Carbon Price Floor retained

The Chancellor retained the Carbon Price Floor (CPF), with rates frozen at £18/tonne to 2020/21 (to be uprated in line with inflation). This will come as a relief to renewable and gas investors, some of whom may have feared it being scrapped altogether in an effort to bring energy prices down.

No decisions have yet been made about the trajectory of the CPF post 2020 or indeed whether the CPF will be retained at all.

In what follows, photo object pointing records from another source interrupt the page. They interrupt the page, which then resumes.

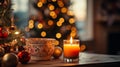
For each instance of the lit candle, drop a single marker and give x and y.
(71, 48)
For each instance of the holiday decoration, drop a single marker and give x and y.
(54, 20)
(57, 52)
(9, 60)
(82, 48)
(2, 51)
(24, 57)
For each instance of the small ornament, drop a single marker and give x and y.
(57, 52)
(1, 2)
(2, 51)
(24, 57)
(9, 60)
(82, 48)
(12, 28)
(5, 34)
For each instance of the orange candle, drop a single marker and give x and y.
(71, 48)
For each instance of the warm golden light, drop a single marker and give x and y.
(63, 10)
(40, 25)
(55, 16)
(17, 32)
(60, 3)
(39, 4)
(59, 24)
(71, 40)
(58, 35)
(31, 21)
(43, 33)
(50, 22)
(73, 33)
(56, 42)
(71, 20)
(54, 0)
(52, 13)
(51, 7)
(70, 13)
(43, 1)
(31, 26)
(61, 20)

The Autumn Statement simply refers to the Government considering further “the appropriate mechanism for delivering carbon prices in the 2020s”. This is a coded reference to the complex interactions between the future of the CPF and the future of the EU Emissions Trading System (ETS). 

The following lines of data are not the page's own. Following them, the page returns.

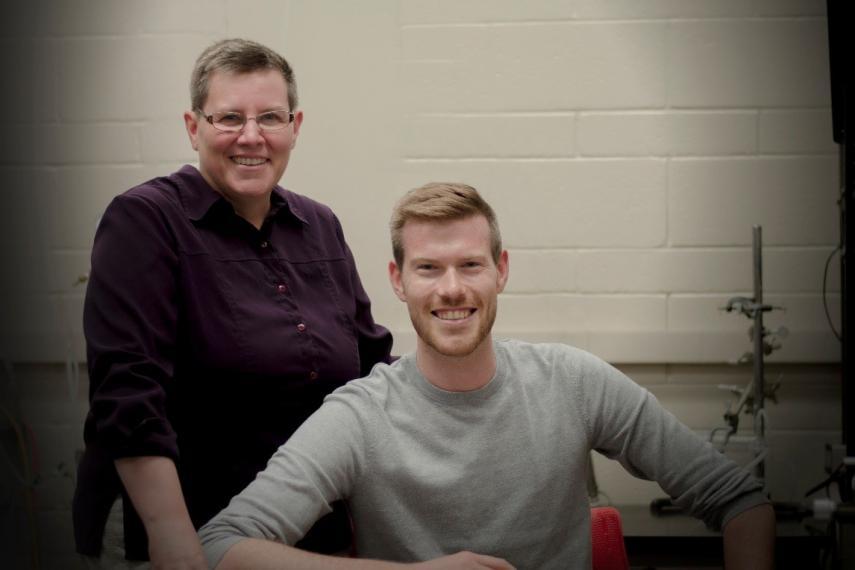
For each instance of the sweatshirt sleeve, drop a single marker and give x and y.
(318, 465)
(627, 423)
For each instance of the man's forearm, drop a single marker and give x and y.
(257, 554)
(749, 540)
(153, 486)
(263, 554)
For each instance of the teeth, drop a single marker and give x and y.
(452, 315)
(249, 161)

Decisions on LCF in 2020s deferred

Similarly, whereas former Chancellor George Osborne had promised, back in March, to clarify the trajectory for the Levy Control Framework (LCF) in the 2020s, this decision has also been deferred to the Spring 2017 Budget. 

The Government has recently confirmed that £730 million of new spending on Contracts for Difference (CFD) will be available in this Parliament, with the first auction for £290 million starting in April 2017.  

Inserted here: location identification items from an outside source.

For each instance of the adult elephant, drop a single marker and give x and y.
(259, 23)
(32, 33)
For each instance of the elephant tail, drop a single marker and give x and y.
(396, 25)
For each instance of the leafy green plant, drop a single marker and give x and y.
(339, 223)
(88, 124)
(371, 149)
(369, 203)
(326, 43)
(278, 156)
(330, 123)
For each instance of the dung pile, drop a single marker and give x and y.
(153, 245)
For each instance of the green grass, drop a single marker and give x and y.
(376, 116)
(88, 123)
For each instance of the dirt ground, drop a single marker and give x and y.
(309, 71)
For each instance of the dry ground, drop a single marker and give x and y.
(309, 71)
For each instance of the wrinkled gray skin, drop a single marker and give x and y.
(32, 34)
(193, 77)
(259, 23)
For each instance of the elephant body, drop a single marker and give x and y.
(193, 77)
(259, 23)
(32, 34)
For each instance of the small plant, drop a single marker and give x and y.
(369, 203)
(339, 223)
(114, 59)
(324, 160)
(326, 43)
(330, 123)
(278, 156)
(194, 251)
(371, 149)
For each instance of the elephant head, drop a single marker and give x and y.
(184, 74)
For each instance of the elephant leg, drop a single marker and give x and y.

This now appears to be all the guidance industry will get on the LCF in the 2020s, for the time being at least.

Tucked away in an annex of the Office for Budget Responsibility (OBR) documentation, are some figures showing the latest estimates of spend under the LCF to 2021/22. They show a marginal reduction in spend compared to the figures published by the OBR in March. (In 2011/12 prices, the latest forecast is for spending under the LCF in 2020/21 to be around £8.6 billion compared to £8.7 billion in the March 2016 Budget).

Retail market being ‘watched closely’

There was a veiled threat of Government intervention in the retail market, with the Chancellor singling it out as a market they are ‘watching closely’ to ensure it is working for all consumers.  

No doubt this is designed to put pressure on the ‘Big 6’ energy firms as they implement the recommendations of the recent review by the Competition and Markets Authority (CMA).